Bei Big Data gibt es zwei Ansätze. Beim ersten werden anhand von Massendaten Prozesse innerhalb einer Firma optimiert. Ein Beispiel aus der Logistik: Jeder Lkw produziert Daten. Das können die Aufzeichnungen des Bordcomputers sein, die Protokolle des letzten Werkstattbesuchs oder Dinge, die der Fahrer während der Fahrt beobachtet. Aus diesen Daten lässt sich vorhersagen, wann das Fahrzeug vorsorglich für eine Inspektion in die Werkstatt sollte. Das Risiko sinkt, dass es mitten auf der Autobahn eine Panne erleidet. Und die Wahrscheinlichkeit steigt, dass die Ware pünktlich ankommt.

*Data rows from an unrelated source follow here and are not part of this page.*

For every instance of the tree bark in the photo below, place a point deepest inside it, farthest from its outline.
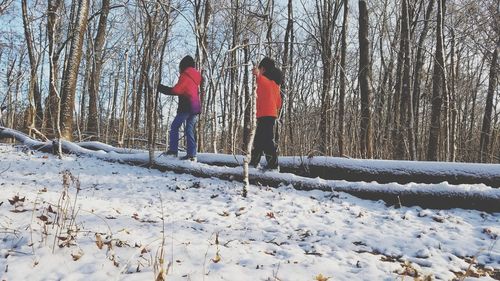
(437, 88)
(95, 74)
(35, 97)
(419, 63)
(342, 82)
(366, 143)
(71, 71)
(484, 154)
(287, 74)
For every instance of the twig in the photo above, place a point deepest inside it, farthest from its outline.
(6, 169)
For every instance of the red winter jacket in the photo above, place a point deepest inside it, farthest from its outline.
(268, 97)
(187, 88)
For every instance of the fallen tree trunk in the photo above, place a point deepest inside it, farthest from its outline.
(439, 196)
(381, 171)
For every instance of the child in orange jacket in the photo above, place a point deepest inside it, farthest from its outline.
(188, 108)
(269, 79)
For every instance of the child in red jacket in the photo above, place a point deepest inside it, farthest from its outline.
(269, 79)
(188, 108)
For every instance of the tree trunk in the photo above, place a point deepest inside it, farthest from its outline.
(405, 141)
(342, 82)
(365, 82)
(484, 154)
(95, 75)
(247, 116)
(419, 63)
(203, 16)
(35, 97)
(437, 88)
(123, 120)
(71, 71)
(287, 73)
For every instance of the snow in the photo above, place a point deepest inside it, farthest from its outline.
(274, 234)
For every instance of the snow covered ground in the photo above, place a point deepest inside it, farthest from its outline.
(212, 233)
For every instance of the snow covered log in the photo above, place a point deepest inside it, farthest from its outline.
(439, 196)
(381, 171)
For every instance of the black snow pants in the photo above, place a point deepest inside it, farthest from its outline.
(264, 142)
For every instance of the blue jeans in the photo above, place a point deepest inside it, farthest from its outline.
(179, 119)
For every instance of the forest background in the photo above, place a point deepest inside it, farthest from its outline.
(406, 79)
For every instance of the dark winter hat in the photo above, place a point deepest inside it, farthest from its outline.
(267, 63)
(186, 62)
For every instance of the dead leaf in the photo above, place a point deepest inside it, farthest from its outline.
(217, 258)
(98, 241)
(50, 210)
(320, 277)
(76, 256)
(43, 218)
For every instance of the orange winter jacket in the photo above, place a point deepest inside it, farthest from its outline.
(268, 97)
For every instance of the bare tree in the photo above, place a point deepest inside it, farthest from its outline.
(343, 78)
(35, 97)
(366, 144)
(71, 71)
(484, 152)
(95, 74)
(438, 80)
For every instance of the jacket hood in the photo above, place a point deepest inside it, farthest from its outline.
(193, 74)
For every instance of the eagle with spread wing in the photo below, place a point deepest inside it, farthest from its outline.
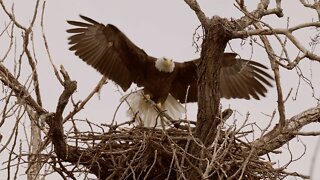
(165, 82)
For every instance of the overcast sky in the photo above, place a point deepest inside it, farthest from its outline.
(165, 28)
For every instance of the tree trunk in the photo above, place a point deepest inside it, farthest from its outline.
(213, 46)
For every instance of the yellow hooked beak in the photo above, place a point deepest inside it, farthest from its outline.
(167, 62)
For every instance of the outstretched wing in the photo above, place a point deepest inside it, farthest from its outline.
(239, 78)
(243, 78)
(109, 51)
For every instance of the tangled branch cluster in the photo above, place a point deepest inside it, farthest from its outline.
(142, 153)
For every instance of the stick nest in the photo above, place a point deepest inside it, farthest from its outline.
(148, 153)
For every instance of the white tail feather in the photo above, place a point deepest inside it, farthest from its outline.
(145, 112)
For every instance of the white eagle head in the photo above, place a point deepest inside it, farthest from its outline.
(164, 64)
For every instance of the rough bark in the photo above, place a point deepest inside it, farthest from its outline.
(213, 46)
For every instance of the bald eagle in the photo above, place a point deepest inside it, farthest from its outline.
(166, 83)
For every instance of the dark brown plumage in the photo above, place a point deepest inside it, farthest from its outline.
(109, 51)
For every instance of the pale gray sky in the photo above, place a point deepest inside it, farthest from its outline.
(165, 28)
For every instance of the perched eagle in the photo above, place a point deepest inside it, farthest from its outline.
(109, 51)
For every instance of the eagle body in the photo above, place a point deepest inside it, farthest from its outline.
(166, 83)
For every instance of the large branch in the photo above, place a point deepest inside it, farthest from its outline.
(20, 91)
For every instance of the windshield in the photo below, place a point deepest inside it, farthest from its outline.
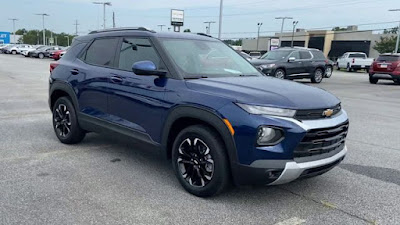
(276, 55)
(197, 58)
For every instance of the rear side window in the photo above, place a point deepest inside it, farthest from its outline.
(388, 58)
(361, 56)
(318, 55)
(101, 52)
(135, 50)
(305, 55)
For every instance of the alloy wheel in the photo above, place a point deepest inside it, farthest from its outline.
(195, 162)
(62, 119)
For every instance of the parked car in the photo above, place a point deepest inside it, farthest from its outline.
(215, 120)
(353, 61)
(43, 52)
(386, 67)
(329, 68)
(255, 55)
(293, 63)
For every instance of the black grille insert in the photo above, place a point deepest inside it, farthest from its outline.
(320, 141)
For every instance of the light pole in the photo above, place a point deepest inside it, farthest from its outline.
(44, 30)
(220, 19)
(398, 32)
(104, 11)
(14, 19)
(209, 26)
(294, 27)
(67, 39)
(258, 33)
(161, 25)
(283, 22)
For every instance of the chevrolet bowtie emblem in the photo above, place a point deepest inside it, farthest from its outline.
(328, 112)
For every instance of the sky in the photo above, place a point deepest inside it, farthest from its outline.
(239, 21)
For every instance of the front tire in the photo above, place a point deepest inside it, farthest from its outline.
(317, 76)
(65, 122)
(200, 162)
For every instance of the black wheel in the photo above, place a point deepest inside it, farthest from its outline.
(65, 122)
(280, 74)
(373, 80)
(317, 76)
(328, 72)
(200, 162)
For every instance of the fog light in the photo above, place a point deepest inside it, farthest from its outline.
(268, 136)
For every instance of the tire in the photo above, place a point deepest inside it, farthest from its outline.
(317, 76)
(280, 74)
(209, 170)
(328, 72)
(65, 122)
(373, 80)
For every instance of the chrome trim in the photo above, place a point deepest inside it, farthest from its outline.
(293, 170)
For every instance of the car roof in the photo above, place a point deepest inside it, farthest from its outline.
(143, 32)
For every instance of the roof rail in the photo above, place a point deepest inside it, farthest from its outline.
(122, 29)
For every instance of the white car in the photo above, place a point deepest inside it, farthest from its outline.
(353, 61)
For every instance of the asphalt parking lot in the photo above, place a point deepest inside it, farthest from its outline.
(106, 181)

Im zweiten Fall werden die Massendaten genutzt, um Kunden maßgeschneiderte Angebote zu machen. So plant die HUK Coburg einen Telematiktarif für Kfz-Versicherungen. Eine Box im Auto sammelt Daten über das Fahrverhalten des Versicherten und sendet diese an die Versicherung. Entsprechend ändert sich der Tarif: Wer gut fährt, zahlt weniger.

Das Problem beginnt für die Unternehmen damit, die passenden Daten zu finden oder zu erheben. Es gibt immer mehr davon, jeder von uns produziert sie, jeden Tag - indem wir E-Mails versenden, Maschinen steuern, Handy-Apps nutzen oder per Kreditkarte bezahlen. Etwa alle zwei Jahre verdoppelt sich so die Datenmenge auf der Welt, 2015 war sie zwölf Zettabyte groß. Zum Vergleich: Auf eine handelsübliche, ein Terabyte große Festplatte passen bis zu 970 000 Minuten Musik. Um die einmal durchzuhören, bräuchte man rund 22 Monate. Würde man nun die weltweite Datenmenge von zwölf Zettabyte auf je ein Terabyte großen Festplatten speichern und diese Platten übereinanderstapeln, ragte der Turm 312 000 Kilometer empor. Bis zum Mond sind es 384 000 Kilometer.

Wer Big Data nutzen will, muss sich also zuerst überlegen, was er eigentlich will. "Unternehmen müssen eine klare Vorstellung entwickeln, was sie konkret verbessern wollen", sagt Data Scientist Thamm. Als Unternehmensberater für Big Data begreift er Massendaten als ein neuartiges Werkzeug, das Firmen hilft, komplexe Zusammenhänge sichtbar zu machen und punktuelle Verbesserungen vorzunehmen.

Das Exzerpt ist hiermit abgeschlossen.